Les anguilles naîtraient donc par génération indirectement spontanée. Ce passage intermédiaire est utile pour rendre compte d’un processus de génération obscur, sans pour autant attribuer aux anguilles une génération spontanée tout court. En effet, si ailleurs il attribue la génération spontanée aux vers, il serait difficile d’insérer l’anguille dans la case des animaux à naissance automatique. Cet animal, pour les autres traits qu’il possède, est rangé par Aristote parmi les poissons lisses (λεῖοι, HA, 504a26-27), c’est-à-dire sans écailles, avec le congre et le thon, et parmi les poissons oblongs (μακροί, HA, 517b4-7), avec le congre et la murène. Or tous ces poissons sont des ovipares, car on en discerne les œufs, tandis que l’anguille n’en a pas du tout. Lorsqu’il mentionne le caractère ovipare des autres poissons, Aristote répète que l’anguille fait exception à ce modèle de reproduction (HA, 567a19-21). C’est dans le manque d’œufs que réside l’aspect le plus problématique, plus encore que dans l’absence d’une observation d’un accouplement ou bien que dans l’absence de mâles.
Menaces et Conservation
Longtemps considérée comme nuisible, l’anguille est aujourd’hui en forte régression, en France comme sur l’ensemble de son aire de répartition. Dans le bassin de la Loire, les densités d’anguilles sont en diminution ou au mieux en stagnation, révélant une régression de l’aire de répartition de l’anguille. Considérée comme en danger critique d’extinction (CR) selon la nomenclature de l’UICN, elle fait l’objet depuis 2007 d’un plan européen de sauvegarde imposant aux états membres de la Communauté Européenne des mesures de gestion par bassin versant.

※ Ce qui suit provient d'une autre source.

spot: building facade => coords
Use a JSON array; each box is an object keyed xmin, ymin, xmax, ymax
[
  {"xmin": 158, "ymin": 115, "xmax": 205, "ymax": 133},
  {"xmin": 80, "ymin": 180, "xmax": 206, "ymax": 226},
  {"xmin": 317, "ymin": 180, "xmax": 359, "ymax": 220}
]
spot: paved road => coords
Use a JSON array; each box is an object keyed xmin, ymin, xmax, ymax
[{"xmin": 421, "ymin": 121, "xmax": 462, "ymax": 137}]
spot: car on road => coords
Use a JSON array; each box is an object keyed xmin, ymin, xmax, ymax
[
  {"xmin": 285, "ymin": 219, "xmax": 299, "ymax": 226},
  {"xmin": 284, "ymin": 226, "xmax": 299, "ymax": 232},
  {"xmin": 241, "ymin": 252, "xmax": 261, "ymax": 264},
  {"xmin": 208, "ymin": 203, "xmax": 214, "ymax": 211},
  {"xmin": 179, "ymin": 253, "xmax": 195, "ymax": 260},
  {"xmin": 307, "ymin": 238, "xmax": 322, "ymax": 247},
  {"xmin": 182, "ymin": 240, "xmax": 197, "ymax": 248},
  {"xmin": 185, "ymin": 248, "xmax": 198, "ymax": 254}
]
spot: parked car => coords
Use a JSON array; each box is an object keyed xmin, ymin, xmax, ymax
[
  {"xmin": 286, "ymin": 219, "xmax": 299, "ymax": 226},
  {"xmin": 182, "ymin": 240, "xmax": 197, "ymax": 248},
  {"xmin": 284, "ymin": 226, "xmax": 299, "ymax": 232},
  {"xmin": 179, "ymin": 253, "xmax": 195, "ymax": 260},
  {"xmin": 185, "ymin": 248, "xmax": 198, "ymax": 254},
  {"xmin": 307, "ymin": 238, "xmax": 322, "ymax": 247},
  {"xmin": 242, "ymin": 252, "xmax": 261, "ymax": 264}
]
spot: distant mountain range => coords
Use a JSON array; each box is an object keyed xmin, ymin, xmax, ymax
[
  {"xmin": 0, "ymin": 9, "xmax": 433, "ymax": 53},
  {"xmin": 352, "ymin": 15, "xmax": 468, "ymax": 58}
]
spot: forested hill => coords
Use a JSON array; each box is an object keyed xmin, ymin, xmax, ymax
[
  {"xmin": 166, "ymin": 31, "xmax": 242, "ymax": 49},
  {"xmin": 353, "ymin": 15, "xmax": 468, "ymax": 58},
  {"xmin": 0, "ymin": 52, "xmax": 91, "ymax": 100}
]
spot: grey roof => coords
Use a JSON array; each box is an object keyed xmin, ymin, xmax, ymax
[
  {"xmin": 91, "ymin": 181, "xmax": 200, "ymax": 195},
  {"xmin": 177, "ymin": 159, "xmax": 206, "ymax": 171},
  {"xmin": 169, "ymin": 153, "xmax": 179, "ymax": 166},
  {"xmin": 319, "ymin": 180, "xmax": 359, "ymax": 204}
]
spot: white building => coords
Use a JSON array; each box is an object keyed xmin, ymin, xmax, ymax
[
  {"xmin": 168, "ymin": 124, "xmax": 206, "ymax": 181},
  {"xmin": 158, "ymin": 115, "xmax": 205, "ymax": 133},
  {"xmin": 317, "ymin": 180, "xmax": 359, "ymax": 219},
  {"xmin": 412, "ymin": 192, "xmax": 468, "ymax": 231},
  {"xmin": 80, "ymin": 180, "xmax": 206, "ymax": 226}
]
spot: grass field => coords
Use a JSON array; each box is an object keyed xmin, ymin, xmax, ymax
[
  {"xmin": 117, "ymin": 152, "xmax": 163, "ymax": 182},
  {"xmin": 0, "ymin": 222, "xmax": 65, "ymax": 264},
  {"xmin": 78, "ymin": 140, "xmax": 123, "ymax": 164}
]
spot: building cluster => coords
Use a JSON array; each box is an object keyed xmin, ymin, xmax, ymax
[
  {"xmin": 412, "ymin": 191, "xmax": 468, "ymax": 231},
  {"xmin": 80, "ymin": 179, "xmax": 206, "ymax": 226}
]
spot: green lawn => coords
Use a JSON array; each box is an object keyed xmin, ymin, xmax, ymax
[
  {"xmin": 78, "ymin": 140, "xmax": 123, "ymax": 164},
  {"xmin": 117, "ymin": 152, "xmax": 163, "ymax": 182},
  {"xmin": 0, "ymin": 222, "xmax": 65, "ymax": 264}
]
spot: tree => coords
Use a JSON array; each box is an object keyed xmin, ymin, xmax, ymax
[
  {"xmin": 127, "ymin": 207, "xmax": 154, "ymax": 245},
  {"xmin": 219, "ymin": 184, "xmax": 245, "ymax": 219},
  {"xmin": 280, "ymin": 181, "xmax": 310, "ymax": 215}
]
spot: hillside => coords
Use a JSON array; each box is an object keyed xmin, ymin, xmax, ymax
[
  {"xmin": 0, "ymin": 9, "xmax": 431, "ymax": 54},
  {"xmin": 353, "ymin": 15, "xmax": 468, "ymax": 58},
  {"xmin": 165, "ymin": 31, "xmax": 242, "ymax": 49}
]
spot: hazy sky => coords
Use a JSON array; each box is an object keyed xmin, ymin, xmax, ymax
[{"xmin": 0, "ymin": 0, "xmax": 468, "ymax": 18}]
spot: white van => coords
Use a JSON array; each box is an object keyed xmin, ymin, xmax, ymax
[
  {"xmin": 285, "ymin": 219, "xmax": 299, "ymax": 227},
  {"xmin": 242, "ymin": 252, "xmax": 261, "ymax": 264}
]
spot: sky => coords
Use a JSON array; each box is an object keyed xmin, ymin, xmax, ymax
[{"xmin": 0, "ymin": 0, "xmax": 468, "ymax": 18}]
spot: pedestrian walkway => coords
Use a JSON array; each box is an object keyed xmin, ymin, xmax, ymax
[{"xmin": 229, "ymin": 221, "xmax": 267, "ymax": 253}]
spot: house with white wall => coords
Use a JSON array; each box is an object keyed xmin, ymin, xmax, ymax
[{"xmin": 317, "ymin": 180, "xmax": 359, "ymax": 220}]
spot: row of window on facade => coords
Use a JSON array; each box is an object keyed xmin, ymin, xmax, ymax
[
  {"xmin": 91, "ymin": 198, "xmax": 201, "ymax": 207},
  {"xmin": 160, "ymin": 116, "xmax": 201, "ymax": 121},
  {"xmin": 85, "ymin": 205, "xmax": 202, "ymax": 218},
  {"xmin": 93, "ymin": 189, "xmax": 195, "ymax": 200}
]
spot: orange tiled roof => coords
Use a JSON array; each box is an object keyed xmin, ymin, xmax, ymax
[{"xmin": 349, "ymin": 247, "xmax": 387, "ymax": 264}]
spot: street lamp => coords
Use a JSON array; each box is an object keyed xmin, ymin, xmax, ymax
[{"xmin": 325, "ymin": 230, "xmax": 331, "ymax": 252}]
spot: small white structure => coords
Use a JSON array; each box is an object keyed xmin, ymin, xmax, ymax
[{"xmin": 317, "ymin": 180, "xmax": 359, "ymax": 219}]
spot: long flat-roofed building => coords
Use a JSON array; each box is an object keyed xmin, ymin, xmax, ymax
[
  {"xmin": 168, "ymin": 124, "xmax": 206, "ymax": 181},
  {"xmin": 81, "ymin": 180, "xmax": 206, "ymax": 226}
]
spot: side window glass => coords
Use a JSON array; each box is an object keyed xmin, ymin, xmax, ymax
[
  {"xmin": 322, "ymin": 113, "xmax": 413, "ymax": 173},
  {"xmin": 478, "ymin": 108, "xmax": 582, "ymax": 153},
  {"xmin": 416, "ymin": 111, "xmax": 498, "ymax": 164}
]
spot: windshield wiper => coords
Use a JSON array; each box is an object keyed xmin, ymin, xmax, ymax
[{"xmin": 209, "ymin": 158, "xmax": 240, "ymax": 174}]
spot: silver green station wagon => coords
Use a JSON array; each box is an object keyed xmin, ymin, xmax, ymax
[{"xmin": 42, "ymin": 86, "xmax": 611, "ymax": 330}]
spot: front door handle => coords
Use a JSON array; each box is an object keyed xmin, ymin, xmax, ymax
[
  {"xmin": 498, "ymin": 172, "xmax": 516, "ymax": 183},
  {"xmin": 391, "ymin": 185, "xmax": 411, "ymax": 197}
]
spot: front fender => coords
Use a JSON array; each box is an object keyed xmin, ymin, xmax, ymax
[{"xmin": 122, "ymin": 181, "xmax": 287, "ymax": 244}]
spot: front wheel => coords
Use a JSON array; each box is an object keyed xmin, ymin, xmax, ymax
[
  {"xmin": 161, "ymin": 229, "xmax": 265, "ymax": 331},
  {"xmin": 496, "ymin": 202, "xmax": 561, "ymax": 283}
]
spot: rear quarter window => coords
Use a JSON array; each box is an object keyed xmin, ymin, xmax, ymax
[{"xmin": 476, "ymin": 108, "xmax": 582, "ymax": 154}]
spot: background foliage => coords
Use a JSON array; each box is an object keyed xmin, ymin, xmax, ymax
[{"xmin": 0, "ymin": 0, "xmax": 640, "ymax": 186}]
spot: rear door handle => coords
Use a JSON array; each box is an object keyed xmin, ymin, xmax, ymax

Depuis plus de 40 ans, les anguilles déclinent dans le monde entier. La plupart des espèces figurent sur la liste rouge des espèces menacées de l’UICN. L’anguille européenne est considérée comme en danger critique d’extinction au regard de la baisse de près de 90 % des abondances de civelles et d’anguillettes dans toute son aire de distribution continentale (Figure 2). Les causes de ce déclin sont multiples, mais toutes d’origine humaine.